Die internationale Konferenz im April wird durch einen Vortrag des deutschen Psychiaters Manfred Lütz zum Thema "Lust am Leben? Über Risiken und Nebenwirkungen der Gesundheit" eröffnet. Bob Schindler, Bruder der in den USA "euthanasierten" Terri Schiavo, hält einen weiteren Vortrag. Über den derzeitigen Stand der Euthanasie-Debatte in Europa und den USA diskutieren die Wiener Sozialmedizinerin und Gesundheitspsychologin Anita Rieder, Josef Glasa (Facharzt für Interne Medizin und klinische Pharmakologie), sowie Anselm Müller, Philosoph an der Universität Trier. Eine Diskussion über "Möglichkeiten und Grenzen der Behandlung sterbender Patienten" werden der Wiener Palliativmediziner Prof. Johannes Meran, der Vorreiter der Hospizbewegung in England, Robert Twycross, sowie Christian Spaemann (Leiter der Klinik für Psychische Gesundheit am Krankenhaus St. Josef in Braunau am Inn) führen. Im Anschluss an die Podiumsdiskussionen soll es in thematisch geordneten Workshops die Möglichkeit einer Vertiefunggeben. Dabei wird auch die Frage der Religion eine zentrale Rolle spielen.
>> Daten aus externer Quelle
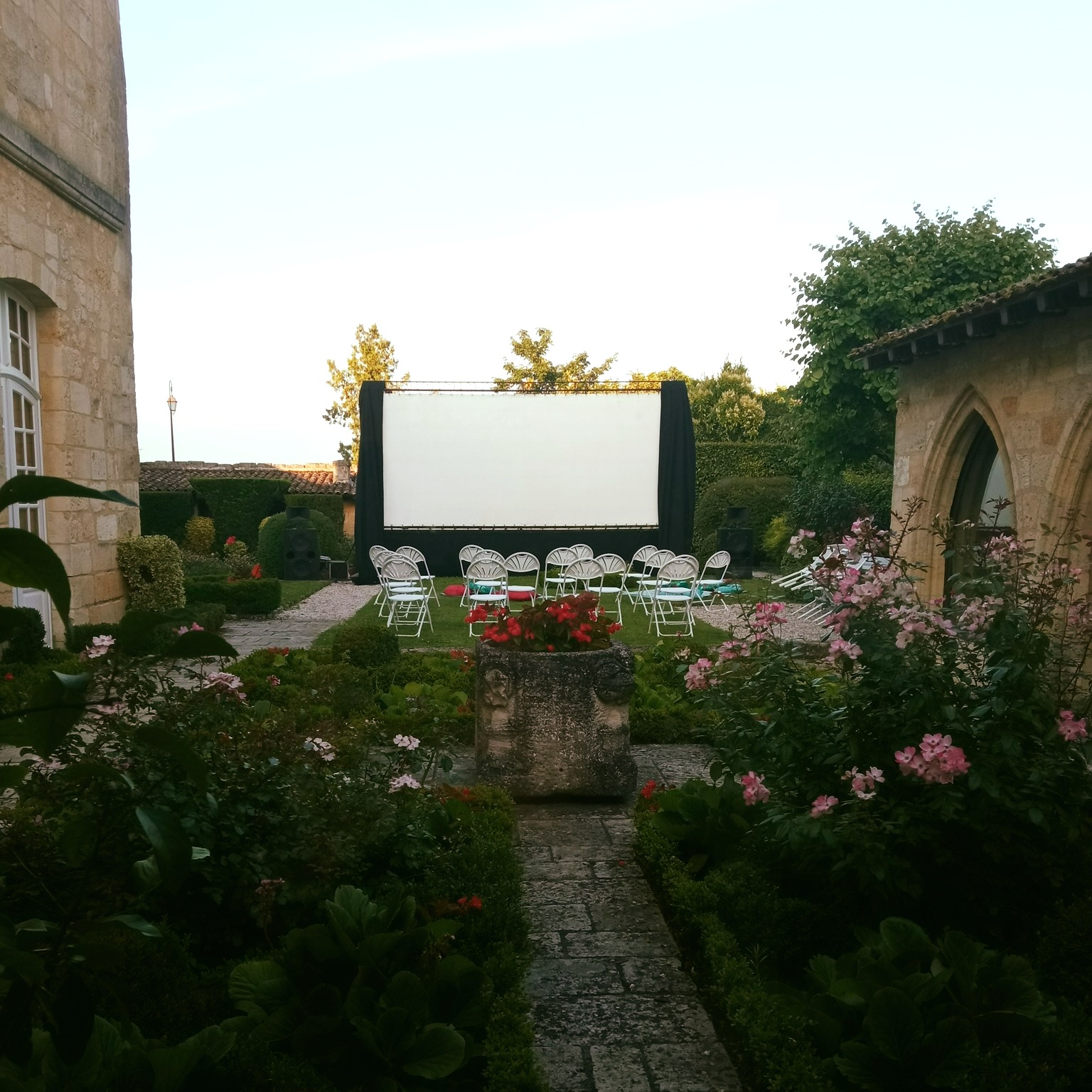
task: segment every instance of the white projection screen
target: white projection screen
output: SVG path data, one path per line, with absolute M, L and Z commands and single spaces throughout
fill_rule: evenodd
M 658 392 L 383 395 L 383 525 L 658 522 Z

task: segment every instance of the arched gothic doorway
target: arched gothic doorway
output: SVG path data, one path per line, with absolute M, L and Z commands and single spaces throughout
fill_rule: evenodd
M 1012 505 L 998 508 L 998 501 L 1012 500 L 1012 485 L 1005 468 L 1005 460 L 997 447 L 997 439 L 978 414 L 972 414 L 968 425 L 973 430 L 956 492 L 952 497 L 951 519 L 957 526 L 956 554 L 945 565 L 945 587 L 951 578 L 973 567 L 970 547 L 981 546 L 999 531 L 1013 529 Z

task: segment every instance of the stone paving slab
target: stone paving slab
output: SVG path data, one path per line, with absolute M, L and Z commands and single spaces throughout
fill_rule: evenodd
M 701 747 L 636 747 L 641 780 L 700 776 Z M 626 804 L 521 805 L 535 1049 L 553 1092 L 738 1092 L 632 860 Z

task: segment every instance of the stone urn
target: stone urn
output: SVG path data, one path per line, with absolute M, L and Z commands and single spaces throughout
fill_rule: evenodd
M 629 749 L 633 653 L 477 645 L 478 781 L 517 799 L 619 797 L 637 782 Z

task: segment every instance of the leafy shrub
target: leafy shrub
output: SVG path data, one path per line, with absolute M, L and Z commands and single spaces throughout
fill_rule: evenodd
M 245 1016 L 226 1026 L 289 1045 L 343 1088 L 365 1072 L 391 1089 L 453 1088 L 444 1080 L 453 1073 L 480 1073 L 475 1035 L 491 983 L 449 953 L 459 923 L 419 921 L 415 900 L 397 888 L 372 902 L 341 887 L 324 909 L 328 924 L 294 929 L 277 960 L 232 972 L 228 989 Z
M 325 517 L 339 533 L 345 526 L 345 501 L 340 494 L 296 492 L 285 497 L 284 502 L 287 508 L 309 508 L 312 515 L 318 513 Z
M 782 987 L 819 1053 L 856 1088 L 948 1087 L 980 1046 L 1054 1022 L 1054 1006 L 1019 957 L 956 931 L 934 943 L 901 917 L 859 939 L 856 952 L 815 957 L 804 990 Z
M 5 664 L 33 664 L 46 648 L 46 625 L 34 607 L 0 607 L 0 660 Z
M 216 524 L 207 515 L 193 515 L 186 521 L 183 545 L 191 554 L 212 554 L 216 542 Z
M 224 543 L 224 563 L 236 580 L 248 580 L 253 575 L 254 559 L 245 542 Z
M 334 661 L 354 667 L 379 667 L 399 656 L 399 638 L 387 626 L 353 624 L 339 627 L 330 645 Z
M 807 527 L 824 541 L 835 541 L 863 515 L 886 530 L 891 526 L 891 480 L 890 471 L 806 474 L 788 497 L 790 531 Z
M 310 527 L 318 532 L 319 551 L 327 557 L 345 556 L 345 538 L 340 525 L 334 526 L 321 512 L 311 512 L 308 520 L 292 520 L 284 512 L 270 517 L 262 523 L 258 536 L 258 562 L 268 577 L 284 575 L 284 532 L 286 529 Z
M 258 542 L 258 524 L 265 515 L 284 511 L 288 482 L 283 478 L 191 478 L 198 496 L 209 506 L 216 542 L 233 535 Z
M 187 520 L 193 514 L 193 494 L 183 490 L 140 491 L 140 530 L 144 535 L 166 535 L 181 544 Z
M 744 524 L 755 532 L 755 560 L 776 560 L 763 553 L 763 538 L 770 521 L 785 511 L 793 479 L 721 478 L 698 500 L 693 513 L 693 551 L 707 558 L 716 550 L 716 529 L 724 522 L 726 508 L 747 508 L 750 514 Z
M 266 615 L 281 606 L 280 580 L 188 580 L 190 603 L 222 603 L 228 614 Z
M 182 551 L 166 535 L 141 535 L 118 543 L 118 568 L 129 585 L 129 605 L 139 610 L 185 606 Z

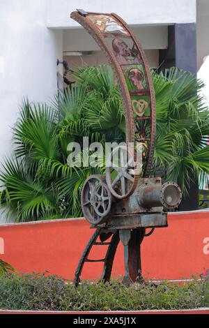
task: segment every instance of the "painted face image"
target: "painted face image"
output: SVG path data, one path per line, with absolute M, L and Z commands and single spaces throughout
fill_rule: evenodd
M 131 68 L 128 72 L 128 80 L 137 87 L 137 90 L 144 89 L 142 84 L 144 74 L 139 68 Z
M 112 47 L 114 52 L 121 56 L 131 56 L 131 51 L 127 44 L 120 38 L 115 38 L 112 41 Z

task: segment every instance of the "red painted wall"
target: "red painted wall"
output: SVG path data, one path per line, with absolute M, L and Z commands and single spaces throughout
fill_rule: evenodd
M 209 269 L 209 212 L 170 214 L 168 221 L 168 228 L 155 229 L 143 242 L 144 275 L 181 279 L 204 273 Z M 72 279 L 93 232 L 88 223 L 81 219 L 0 225 L 0 257 L 20 272 L 47 271 Z M 95 247 L 89 258 L 103 258 L 106 246 Z M 4 254 L 1 254 L 3 251 Z M 100 263 L 86 263 L 82 278 L 98 278 L 101 271 Z M 123 274 L 120 245 L 113 275 Z

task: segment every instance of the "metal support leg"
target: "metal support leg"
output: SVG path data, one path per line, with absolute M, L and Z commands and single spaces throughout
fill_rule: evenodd
M 124 246 L 125 276 L 123 283 L 144 282 L 141 275 L 141 244 L 145 229 L 120 230 L 120 239 Z

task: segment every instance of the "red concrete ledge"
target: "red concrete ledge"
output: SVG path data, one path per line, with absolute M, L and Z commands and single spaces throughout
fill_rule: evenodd
M 209 314 L 209 308 L 189 308 L 187 310 L 146 310 L 133 311 L 45 311 L 0 310 L 1 314 L 71 314 L 71 315 L 140 315 L 140 314 Z
M 146 279 L 189 279 L 209 269 L 209 211 L 168 214 L 168 228 L 157 228 L 141 247 Z M 79 258 L 93 230 L 83 218 L 0 225 L 0 257 L 20 272 L 45 272 L 72 280 Z M 104 248 L 93 248 L 102 258 Z M 101 258 L 102 257 L 102 258 Z M 113 276 L 123 274 L 123 250 L 117 251 Z M 87 263 L 82 279 L 98 279 L 100 263 Z

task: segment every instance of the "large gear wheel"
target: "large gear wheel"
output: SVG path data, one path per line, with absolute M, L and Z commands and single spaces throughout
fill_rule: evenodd
M 88 177 L 82 191 L 82 207 L 86 219 L 91 224 L 101 224 L 108 218 L 111 195 L 102 175 Z
M 131 195 L 139 178 L 139 165 L 134 149 L 126 145 L 113 149 L 107 160 L 106 180 L 111 194 L 118 199 Z

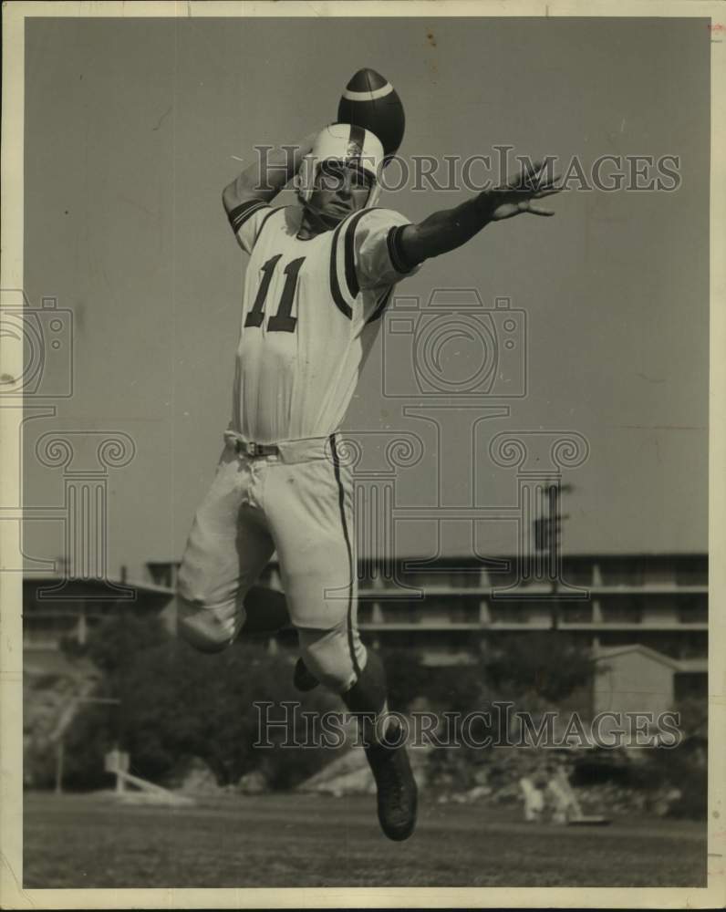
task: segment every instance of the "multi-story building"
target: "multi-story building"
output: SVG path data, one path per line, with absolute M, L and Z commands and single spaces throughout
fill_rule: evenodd
M 42 664 L 64 636 L 83 641 L 88 627 L 126 607 L 163 612 L 173 626 L 177 563 L 147 564 L 148 579 L 29 577 L 24 586 L 26 661 Z M 708 558 L 705 554 L 571 555 L 556 580 L 523 574 L 512 558 L 361 562 L 358 621 L 383 648 L 410 648 L 430 665 L 471 661 L 503 634 L 556 627 L 596 654 L 663 657 L 677 697 L 705 693 Z M 279 588 L 271 564 L 263 584 Z M 55 588 L 53 588 L 55 586 Z M 342 595 L 342 594 L 341 594 Z M 282 642 L 289 641 L 283 637 Z

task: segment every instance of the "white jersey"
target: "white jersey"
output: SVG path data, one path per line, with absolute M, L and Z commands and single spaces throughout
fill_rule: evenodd
M 253 200 L 230 213 L 250 254 L 231 428 L 275 443 L 340 426 L 394 285 L 408 270 L 399 212 L 363 209 L 309 240 L 302 210 Z

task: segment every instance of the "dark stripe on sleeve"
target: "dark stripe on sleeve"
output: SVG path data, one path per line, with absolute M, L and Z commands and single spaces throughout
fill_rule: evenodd
M 366 320 L 367 325 L 368 323 L 373 323 L 380 316 L 380 315 L 389 306 L 389 301 L 390 300 L 390 295 L 392 291 L 393 291 L 393 285 L 390 285 L 386 291 L 383 292 L 383 294 L 379 298 L 376 309 L 373 311 L 370 316 Z
M 409 263 L 400 249 L 400 235 L 405 227 L 406 225 L 396 225 L 390 229 L 387 238 L 391 264 L 397 273 L 401 273 L 403 275 L 410 273 L 418 264 Z
M 351 320 L 353 318 L 353 311 L 343 297 L 340 292 L 340 285 L 337 281 L 337 239 L 340 237 L 340 231 L 344 224 L 345 222 L 341 222 L 333 233 L 333 244 L 330 250 L 330 294 L 333 295 L 333 301 L 337 309 Z
M 256 244 L 259 240 L 260 234 L 262 234 L 263 228 L 267 224 L 267 220 L 271 215 L 275 215 L 275 212 L 281 212 L 283 209 L 286 209 L 287 206 L 277 206 L 276 209 L 271 209 L 269 212 L 264 216 L 260 223 L 260 227 L 257 229 L 257 236 L 254 238 L 254 243 Z
M 336 447 L 336 435 L 330 435 L 330 452 L 333 456 L 333 468 L 336 473 L 336 482 L 337 482 L 337 503 L 340 508 L 340 522 L 343 525 L 343 537 L 346 540 L 346 547 L 347 548 L 347 561 L 348 566 L 350 568 L 350 587 L 347 593 L 347 611 L 346 613 L 347 619 L 347 648 L 350 652 L 350 661 L 353 664 L 353 670 L 356 673 L 356 679 L 360 677 L 360 666 L 358 663 L 358 658 L 356 658 L 356 647 L 353 642 L 353 584 L 355 581 L 356 568 L 353 566 L 353 547 L 350 544 L 350 535 L 347 531 L 347 520 L 346 519 L 346 492 L 343 487 L 343 482 L 340 478 L 340 460 L 337 456 L 337 448 Z
M 357 212 L 346 228 L 346 284 L 351 297 L 358 297 L 360 292 L 360 285 L 356 275 L 356 228 L 366 212 L 370 212 L 373 210 L 364 209 L 362 212 Z
M 232 230 L 236 234 L 240 228 L 244 224 L 244 223 L 253 216 L 257 210 L 264 209 L 267 206 L 266 202 L 262 200 L 248 200 L 246 202 L 243 202 L 239 206 L 235 206 L 228 214 L 230 225 Z

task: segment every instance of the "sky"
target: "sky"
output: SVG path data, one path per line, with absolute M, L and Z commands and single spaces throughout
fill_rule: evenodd
M 410 356 L 384 364 L 379 338 L 344 429 L 420 439 L 420 461 L 397 475 L 397 505 L 511 504 L 516 479 L 492 463 L 491 437 L 572 431 L 589 455 L 563 476 L 573 486 L 565 553 L 706 550 L 706 20 L 67 18 L 26 27 L 25 290 L 35 306 L 54 296 L 72 311 L 74 386 L 55 400 L 55 418 L 26 424 L 25 499 L 63 500 L 62 472 L 35 455 L 41 434 L 129 435 L 133 460 L 109 472 L 111 575 L 181 556 L 221 452 L 245 268 L 222 189 L 255 143 L 294 142 L 334 119 L 360 67 L 400 95 L 405 159 L 496 145 L 565 163 L 576 155 L 586 168 L 606 154 L 680 157 L 674 192 L 571 191 L 555 198 L 554 218 L 489 225 L 398 286 L 423 302 L 436 289 L 475 288 L 486 306 L 509 297 L 526 315 L 527 389 L 489 397 L 510 412 L 478 426 L 472 456 L 467 435 L 485 406 L 463 409 L 451 396 L 428 420 L 404 415 L 429 400 L 388 395 L 384 378 L 410 380 Z M 408 187 L 379 205 L 416 222 L 467 195 Z M 447 345 L 445 364 L 469 376 L 476 347 Z M 470 526 L 451 520 L 437 536 L 431 515 L 401 524 L 401 553 L 468 553 Z M 28 523 L 26 555 L 59 554 L 60 533 L 57 521 Z M 511 553 L 513 534 L 511 523 L 482 524 L 476 550 Z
So werden zu einem Gespräch unter dem Titel "Leiden und Tod in den Weltreligionen" neben dem Innsbrucker Bischof Manfred Scheuer und dem Wiener Caritasdirektor Michael Landau auch Alexander Friedmann (Jüdische Kultusgemeinde) und Ahmet Hamidi (Vizepräsident der Islamischen Glaubensgemeinschaft in Österreich) erwartet.
Ein medizinisch ausgerichteter Gesprächskreis behandelt den Bereich Palliativmedizin. An einem Gesprächskreis zum Thema Pflege wird unter anderem die frühere steirische Landeschefin Waltraud Klasnic teilnehmen. Ein politisches Gespräch wird sich dem Thema widmen: "Welchen Tod wollen wir uns leisten?". Ein juristisches Gespräch geht der Frage "Selbstbestimmung am Lebensende" nach. Als Künstler und Kulturschaffende haben unter anderem der Dirigent Nikolaus Harnoncourt und der Schauspieler Tobias Moretti ihre Teilnahme zugesagt. Den Abschluss der Konferenz wird eine philosophische Diskussion zwischen dem deutschen Moraltheologen Eberhard Schockenhoff und dem liberalen Wiener Philosophen Rudolf Burger zum Thema "Euthanasie am Prüfstand der Menschenwürde. Diktat oder Verstoß?" bilden.
Die Konferenz steht unter dem Ehrenschutz von Bundespräsident Heinz Fischer, Kardinal Christoph Schönborn, EU-Kommissar Jan Figel, Landeshauptmann Josef Pühringer sowie Wirtschaftskammer-Präsident Christoph Leitl. (Informationen: Internet: www.schloss-hartheim.at).